Data streaming is a long journey, as it is a paradigm shift. We hopefully see a Gartner Magic Quadrant for Event Streaming and a Forrester Wave for Data Streaming in the foreseeable, too. A new category takes time to create. But did you already notice how much more the analysts of Gartner, Forrester, and others already write about data streaming and the various vendors? I also wrote a dedicated blog explaining why data streaming is its own software category.
Looking at the competitive data streaming market, one of my favorite real-world examples for choosing the right stream processing technologies comes from DoorDash: Why companies migrate from Amazon SQS and Kinesis to Apache Kafka and Flink. The article explores the trade-offs between cloud-specific solutions like Kinesis or PubSub and an open ecosystem around open-source technologies like Kafka and Flink.
Last but not least, check out my Top 5 Data Streaming Trends for 2023 to understand how the data streaming landscape fits into emerging trends like data mesh, data sharing, and data governance.
What are your most relevant and exciting trends for data streaming and Apache Kafka in 2023 to set data in motion? What does your enterprise landscape for data streaming look like? Let’s connect on LinkedIn and discuss it! Stay informed about new blog posts by subscribing to my newsletter.
3 comments
Hey Kai, it’s worth noting that the Instaclustr solution does partially managed on-prem.
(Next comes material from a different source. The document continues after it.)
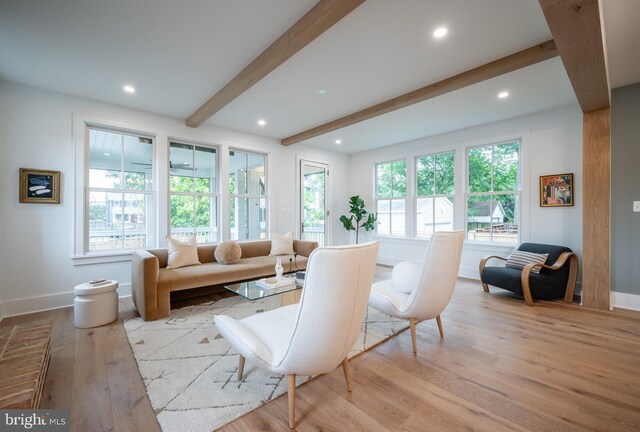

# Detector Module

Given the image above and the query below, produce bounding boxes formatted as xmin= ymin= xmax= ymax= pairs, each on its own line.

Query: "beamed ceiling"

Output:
xmin=0 ymin=0 xmax=640 ymax=153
https://www.instaclustr.com/platform/private-on-prem/
Hello Kai,
Thank you for writing and publishing this blog post and forecasting the 2023 trends. I do agree that there will be many organizations embracing stream computing in 2023 and beyond. Per my understanding and studying in this space, Stream computing technology, following technologies are leading in this space,
1. Apache Flink – #1 technology – realtime streaming
2. Apache Beam
Your writeup mixes up technologies and ecosystems and companies. Reading the below writeup will provide better understanding about Stream processing and its evolution.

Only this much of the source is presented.